Two months later, the wards were taken down and a beaded bag was refilled. A northern cardinal grasped the small bag with their talons, grateful for the feather-light charm placed on it. The cardinal then launched itself into the sky and flew towards the castle that was still being repaired from the battle. The sun highlighted the red feathers as the bird typically only seen in America soared across the sky of Scotland. With a cry, it swooped down to the girl standing by the edge of the lake and perched on her shoulder.

She startled but upon seeing the familiar beaded bag that was almost bigger than the bird that carried it, smiled. "Hey Harry." Harry trilled and held out the leg that grasped the small bag. Hermione gently accepted it. "Will we ever see you again?"

That was a question Harry couldn't answer so he merely butted Hermione's cheek with his head and took off into the sky once more. Hermione watched as he flew over the Forbidden Forest and away from the human life that had taken so much from him. She hoped he would be happy. A bird's life was simple and she knew that was what her friend needed. One day, she might see him again and she would welcome him with open arms. Until then, she would remain content in the knowledge that she had helped her friend escape the world that demanded so much from him.

When the speck of red had finally vanished from sight, Hermione sighed and turned back to the castle of Hogwarts. The walls were almost completely rebuilt and the grounds had been landscaped so that the blast holes were filled in. She smiled and waved when she saw Ron walking towards her.
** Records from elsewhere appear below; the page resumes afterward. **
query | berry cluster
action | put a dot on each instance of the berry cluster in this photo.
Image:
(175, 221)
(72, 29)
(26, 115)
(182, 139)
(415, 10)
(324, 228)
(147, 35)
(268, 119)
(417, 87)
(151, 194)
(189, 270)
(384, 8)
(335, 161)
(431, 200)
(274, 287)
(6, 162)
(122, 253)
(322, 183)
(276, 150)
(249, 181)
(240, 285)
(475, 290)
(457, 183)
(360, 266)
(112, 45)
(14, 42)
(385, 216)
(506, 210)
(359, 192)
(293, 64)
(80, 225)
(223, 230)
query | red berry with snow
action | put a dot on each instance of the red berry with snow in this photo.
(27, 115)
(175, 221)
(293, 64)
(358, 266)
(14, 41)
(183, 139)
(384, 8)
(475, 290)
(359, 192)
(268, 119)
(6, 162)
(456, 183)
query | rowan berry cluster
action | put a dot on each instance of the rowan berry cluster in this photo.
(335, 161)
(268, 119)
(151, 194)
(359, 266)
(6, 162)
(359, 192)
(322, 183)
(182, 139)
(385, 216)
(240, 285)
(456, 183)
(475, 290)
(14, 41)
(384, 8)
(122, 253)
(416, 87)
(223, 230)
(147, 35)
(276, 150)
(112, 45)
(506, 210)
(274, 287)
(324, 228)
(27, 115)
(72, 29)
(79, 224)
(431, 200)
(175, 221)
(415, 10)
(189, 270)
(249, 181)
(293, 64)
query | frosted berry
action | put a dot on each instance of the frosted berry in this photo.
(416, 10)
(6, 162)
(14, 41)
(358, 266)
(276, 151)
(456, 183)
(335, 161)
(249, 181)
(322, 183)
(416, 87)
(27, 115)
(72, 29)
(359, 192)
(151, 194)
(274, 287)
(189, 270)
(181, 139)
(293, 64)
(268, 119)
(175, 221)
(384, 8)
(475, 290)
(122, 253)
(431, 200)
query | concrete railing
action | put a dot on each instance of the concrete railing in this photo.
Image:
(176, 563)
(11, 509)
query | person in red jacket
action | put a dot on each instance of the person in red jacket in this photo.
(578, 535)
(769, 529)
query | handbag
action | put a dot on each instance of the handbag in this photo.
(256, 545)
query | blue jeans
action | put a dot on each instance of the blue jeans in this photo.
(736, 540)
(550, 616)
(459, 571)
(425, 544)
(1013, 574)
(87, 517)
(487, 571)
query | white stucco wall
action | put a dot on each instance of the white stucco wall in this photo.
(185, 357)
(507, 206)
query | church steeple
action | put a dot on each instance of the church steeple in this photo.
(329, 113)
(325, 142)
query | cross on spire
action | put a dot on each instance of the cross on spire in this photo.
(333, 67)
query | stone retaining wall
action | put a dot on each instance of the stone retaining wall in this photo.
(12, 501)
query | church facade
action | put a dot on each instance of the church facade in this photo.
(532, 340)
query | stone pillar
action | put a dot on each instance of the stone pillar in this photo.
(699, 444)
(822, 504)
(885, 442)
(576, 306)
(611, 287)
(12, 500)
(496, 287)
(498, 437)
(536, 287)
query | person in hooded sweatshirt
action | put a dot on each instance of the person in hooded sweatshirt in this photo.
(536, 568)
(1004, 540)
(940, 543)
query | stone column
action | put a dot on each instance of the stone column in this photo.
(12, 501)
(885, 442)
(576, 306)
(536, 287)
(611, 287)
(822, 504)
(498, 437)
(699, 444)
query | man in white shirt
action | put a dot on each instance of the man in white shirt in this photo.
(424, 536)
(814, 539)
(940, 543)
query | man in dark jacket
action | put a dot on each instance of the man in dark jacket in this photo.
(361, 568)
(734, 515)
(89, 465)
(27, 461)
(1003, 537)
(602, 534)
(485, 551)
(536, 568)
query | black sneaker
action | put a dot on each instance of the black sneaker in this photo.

Ron grinned and nodded towards the beaded bag she held, "Seen Harry then? He okay?"

"He's just fine, we probably won't see him for awhile though."

"We expected that. As long as he's happy, that's all that matters."

Ron pulled Hermione into a one-armed hug and they stood together looking at the castle they had been steadily helping to rebuild. The sun was setting behind it and the walls looked to be bathed in red. There was a new life waiting for them in the castle, one without Voldemort and life-threatening adventures. It was going to be grand.